In seiner berühmten Schrift von 1896, Zum Abschluß des Marxschen Systems, legte Böhm-Bawerk eine eloquente Widerlegung des Marxismus
vor, insbesondere von dessen absurder, wenngleich auf der klassischen Ökonomie beruhender Arbeitswerttheorie.

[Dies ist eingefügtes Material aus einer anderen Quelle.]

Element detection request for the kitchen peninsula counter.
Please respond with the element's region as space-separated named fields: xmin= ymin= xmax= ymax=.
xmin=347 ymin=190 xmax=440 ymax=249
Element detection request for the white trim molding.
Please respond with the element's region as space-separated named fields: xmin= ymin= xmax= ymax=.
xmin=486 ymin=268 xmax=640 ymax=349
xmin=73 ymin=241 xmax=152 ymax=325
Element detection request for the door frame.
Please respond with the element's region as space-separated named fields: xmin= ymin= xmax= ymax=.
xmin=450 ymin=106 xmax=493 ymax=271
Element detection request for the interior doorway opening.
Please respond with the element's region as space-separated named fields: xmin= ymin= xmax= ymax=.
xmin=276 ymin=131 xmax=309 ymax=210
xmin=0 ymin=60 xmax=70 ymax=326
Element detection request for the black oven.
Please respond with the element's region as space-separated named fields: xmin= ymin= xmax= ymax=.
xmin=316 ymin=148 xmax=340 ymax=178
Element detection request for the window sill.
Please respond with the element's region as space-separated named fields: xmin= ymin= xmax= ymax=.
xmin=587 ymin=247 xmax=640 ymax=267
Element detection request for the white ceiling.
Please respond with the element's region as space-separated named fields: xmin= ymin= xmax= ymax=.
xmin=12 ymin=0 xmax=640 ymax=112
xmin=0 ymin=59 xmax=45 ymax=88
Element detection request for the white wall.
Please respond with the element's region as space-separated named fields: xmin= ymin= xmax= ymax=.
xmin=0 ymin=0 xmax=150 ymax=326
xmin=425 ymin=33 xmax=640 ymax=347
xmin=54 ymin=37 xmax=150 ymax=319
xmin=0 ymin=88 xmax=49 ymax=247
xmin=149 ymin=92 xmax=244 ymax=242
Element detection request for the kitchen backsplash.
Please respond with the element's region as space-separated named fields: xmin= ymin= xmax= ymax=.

Friedrich Freiherr von Wieser, auch 1851 geboren, galt ebenfalls als hervorragender Lehrer, formulierte Mengers Wertlehre aus und prägte
wesentliche
Begriffe. So führte er den Begriff „Grenznutzen“ in die Ökonomie ein
und entwickelte er das Konzept der Opportunitätskosten, dessen
Bedeutung kaum überschätzt werden kann. Opportunitätskosten sind als
entgangener Nutzen in der Regel „unsichtbar“ und liegen zahlreichen,
bis heute dominanten Täuschungen der Politik zu Grunde, z.B. überall
dort, wo „Umwegrentabilitäten“ von „Ökonomen“ im Staatsdienst berechnet
werden – nach Frédéric Bastiat als „Irrtum vom zerbrochenen Fenster“
bekannt.

Sparen statt Konsum

Böhm-Bawerk prägte eine Essenz der Wiener Schule in beispielhafter
Klarheit: Die Bedeutung des Kapitals. Darunter ist keine ideologische
Voreingenommenheit
gegenüber einer angeblichen „Klasse“ zu verstehen, sondern eine
tiefgehende Betrachtung des Produktionsprozesses,
die diesen
gewissermaßen vom Kopf auf die Füße stellt. Bis heute ist es eine
beliebte Vorstellung, daß sich Wohlstand durch Konsum schaffen ließe.
Eine solche Welt käme all jenen, die Verantwortung und Anstrengung
scheuen, sowie den Machthabern sehr entgegen, denn letztere könnten
dann durch bloße „Umverteilung“ per Zwang „Nachfrage“ schaffen. Doch
das Konsumieren, das Einkaufen, das Besetzen eines „Arbeitsplatzes“
sind keine Selbstzwecke. Es handelt sich allenfalls um Mittel, um
unseren Zielen näher zu kommen – und dieses Näherkommen bezeichnet
höherer Wohlstand. Wie Böhm-Bawerk zeigte, gibt es hierbei allerdings
keine magischen Abkürzungen, unseren Zielen können wir nur auf Umwegen
näher kommen. Diese Umwege sind aber nur scheinbare Umwege, wir
erbringen das Scheinopfer eines vorübergehend niedrigeren Konsums und
bauen Kapital auf, das uns letztlich den „Konsum“, d.h. das Erreichen
höherer Ziele bei geringeren Opfern ermöglicht. Hier, wie an vielen
anderen Stellen, ist es Aufgabe einer realistischen Ökonomie, die
Weisheit des Hausverstandes gegen den ausgefeilten Unsinn von Ideologen
argumentativ zu verteidigen. Höherer Wohlstand ist nur durch Arbeit,
investives Sparen und Kapitalbildung erreichbar, nicht durch Konsum
oder Umverteilung. Durch ihre subjektivistische Perspektive ermöglicht
die Wiener Schule dabei stets eine weitere, realistischere Definition
der Begriffe. „Kapital“ und „Produktion“ müssen nicht eng
materialistisch verstanden werden, „Wohlstand“ nicht bloß monetär oder
utilitaristisch – auch wenn dies wohl die meisten Ökonomen der Wiener
Schule als Kinder ihrer Zeit so taten.